The answer, therefore, can be found in not trusting anyone, questioning every access attempt and putting the security of the company before the inconvenience of the employees logging in. 
 
That is a view shared by great swathes of the information security sector. In fact, according to a survey we conducted of over a thousand InfoSec leaders, 93 percent said that their organisations see Zero Trust as a necessity.
 
Now you may be able to level bias accusations at us, but that does not mean that the whole Infosec sector is wrong. Even if you look at the problem logically, we can see that we have always been addressing cyber security the wrong way around.

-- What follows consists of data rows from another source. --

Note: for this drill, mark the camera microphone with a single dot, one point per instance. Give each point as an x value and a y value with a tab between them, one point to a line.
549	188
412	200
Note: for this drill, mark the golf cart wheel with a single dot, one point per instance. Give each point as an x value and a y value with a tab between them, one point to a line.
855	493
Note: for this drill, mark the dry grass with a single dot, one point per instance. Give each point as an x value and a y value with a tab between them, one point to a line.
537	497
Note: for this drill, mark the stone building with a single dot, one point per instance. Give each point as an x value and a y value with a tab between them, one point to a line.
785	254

Making A Hacker’s Job Easier   

Conventional wisdom in the security industry would dictate that threats should be fought and the only way to protect yourself is to build defences. But building defences does not guarantee they will work, and may actually be making the job for hackers easier, as they only have to win once  to gain access.
 
We don’t have to go over the attacks that have come and gone in the past, other than to use them as evidence that fighting hackers, the traditional way, does not work. Obviously businesses shouldn’t be inviting hackers in, but setting the bar for malevolent actors to live up to is as good as daring them to try to gain access.
 
The answer, you might say, is to make sure that that bar is too high for any hacker to reach. But this can lead to more complications, as demonstrated by the six-hour Meta outage that, at one point, wiped $6bn off the value of Facebook.
 
What CEOs need to understand is that a breach of some kind is a matter of when, rather than if - in fact some businesses may have already been attacked without even realising it. 
 
Clear As Day 

Rather than over-complicating security barriers just to run into access problems of your own, or worse, watch hackers run through them, the answer is to start from a place of Zero Trust. But this is an issue key decision makers need to start addressing. IT teams can only do so much, but the fundamental approach businesses take to protecting the data they preside over needs to come from the top. 
 
The data is encouraging - according to our survey over 80% of respondents agreed that adopting a Zero Trust approach would prevent or, at the very least limit, the damage done by attacks, with 40% planning to implement Zero Trust in the next three months, and 80% planning to be set up within the year.
 
An initial barrier the pioneers of Zero Trust were met with was the heavy lift achieving a Zero Trust architecture posed. Removing trust of every process and transaction, while slowly re-establishing trust one step at-a-time was not perceived as a walk in the park. But modern technology has since rose to the challenge, delivering cloud-delivered, lightweight, agentless Zero Trust platforms. These innovations in the approach to Zero Trust are able to automate and accelerate a Zero Trust journey at scale, with machine learning and AI, making Zero Trust a reality for enterprises of any size.
 
For anyone unconvinced, the consequence of security breaches can be devastating. Research from IBM found that the average total cost for a lapse in cyber security can be up to $4.24 million. That’s without considering the damage to your brand or the regulator’s punishments that can be as much as £17.5 million or 4% of annual global turnover, whichever is greater.
 
Such costs and penalties could also spell the end for senior leadership as disastrous breaches will mean someone needs to take the wrap for the mistakes that have occurred.  That’s exactly why CEOs need to have Zero Trust at the front of their minds.